Rayvan se miró las manos: pequeñas, regordetas y aún cubiertas de tierra por el trabajo en el campo. Años de trabajo duro y agotador les habían arrebatado la belleza. Se alegró de que no hubiera ningún espejo. Hubo un tiempo en que la conocían como la doncella de las montañas, cuando era esbelta y atractiva. Pero los años, a pesar de haber sido agradables, no habían sido amables con ella. Su pelo oscuro mostraba hebras plateadas, y sus rasgos se habían endurecido como las rocas de Skoda.
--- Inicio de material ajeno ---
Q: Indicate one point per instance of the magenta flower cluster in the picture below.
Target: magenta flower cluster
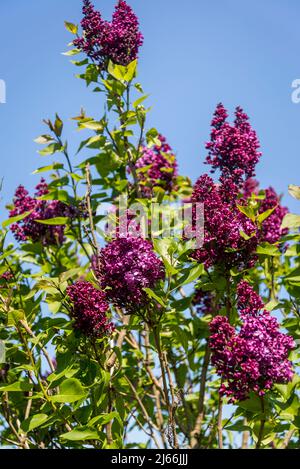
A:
(230, 237)
(271, 227)
(223, 243)
(28, 228)
(5, 278)
(126, 267)
(118, 40)
(204, 302)
(157, 167)
(233, 149)
(89, 308)
(253, 358)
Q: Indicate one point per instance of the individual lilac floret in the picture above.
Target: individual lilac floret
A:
(89, 308)
(230, 237)
(157, 167)
(28, 228)
(127, 266)
(233, 149)
(255, 357)
(118, 40)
Pocos eran ya los que la miraban con deseo, lo que le parecía bien; después de veinte años de matrimonio y de haber dado a luz nueve hijos había acabado por perder el interés por jugar a la bestia de dos espaldas.
Regresó a la ventana y dejó que su mirada se perdiera más allá de la ciudad, en las montañas circundantes. Se preguntó por dónde llegaría el enemigo y cómo le haría frente. Sus guerreros estaban llenos de confianza; habían derrotado a cientos de soldados y sólo habían perdido a cuarenta de los suyos. Pero a aquellos soldados los habían cogido por sorpresa, y no eran más que un hatajo de cobardes. La próxima vez sería diferente.
Rayvan pensó durante largo rato en la batalla venidera. Decir que sería diferente era quedarse corto.
«Nos harán pedazos», pensó. Maldijo en voz baja y recordó el momento en que los soldados habían llegado a sus tierras y habían matado a su marido y a dos de sus hijos. La gente que observaba la escena había permanecido inmóvil, subyugada, hasta que Rayvan, armada con un cuchillo carnicero, se lanzó contra los soldados y hundió la hoja en el costado de su comandante.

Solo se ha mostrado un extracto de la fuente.